Joseph Zangerle

Personal information
- Date of birth: 6 November 1949
- Place of birth: Luxembourg City, Luxembourg
- Date of death: 12 January 2022 (aged 72)
- Position: Forward

Senior career*
- Years: Team / Apps / (Gls)
- 1968–1969: Union Luxembourg
- 1969–1970: R.W.D. Molenbeek
- 1970–1979: Union Luxembourg

International career
- 1968–1978: Luxembourg / 11 / (0)

= Joseph Zangerle =

Luxembourgish footballer (1949–2022)

Joseph Zangerle (6 November 1949 – 12 January 2022) was a Luxembourgish footballer who played as a forward for R.W.D. Molenbeek and Union Luxembourg throughout the 1970s.

==Biography==
Zangerle began his football career with Union Luxembourg of the Luxembourg National Division in 1968. Soon thereafter, he joined the Luxembourg national team and played his first game in a friendly match against Denmark in November 1968. In his rookie season, he won the Luxembourg Cup and subsequently signed with R.W.D. Molenbeek of the Belgian First Division, where he stayed for one season. In 1970, he returned to Union Luxembourg and returned the team to the top of the Luxembourg National Division in 1971.

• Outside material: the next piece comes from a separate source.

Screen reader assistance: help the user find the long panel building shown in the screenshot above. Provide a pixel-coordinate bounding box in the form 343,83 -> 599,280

With Union Luxembourg, Zangerle participated in the 1972 European Cup, where his team was eliminated in the preliminary round by Valencia. The team also qualified for the 1974 UEFA Cup, where they were eliminated by Marseille. After several years of poor performances, Zangerle and Union Luxembourg played in the 1979 European Cup Winners' Cup, where they were eliminated by FK Bodø/Glimt. He retired from football in 1979.

Zangerle died on 12 January 2022, at the age of 72.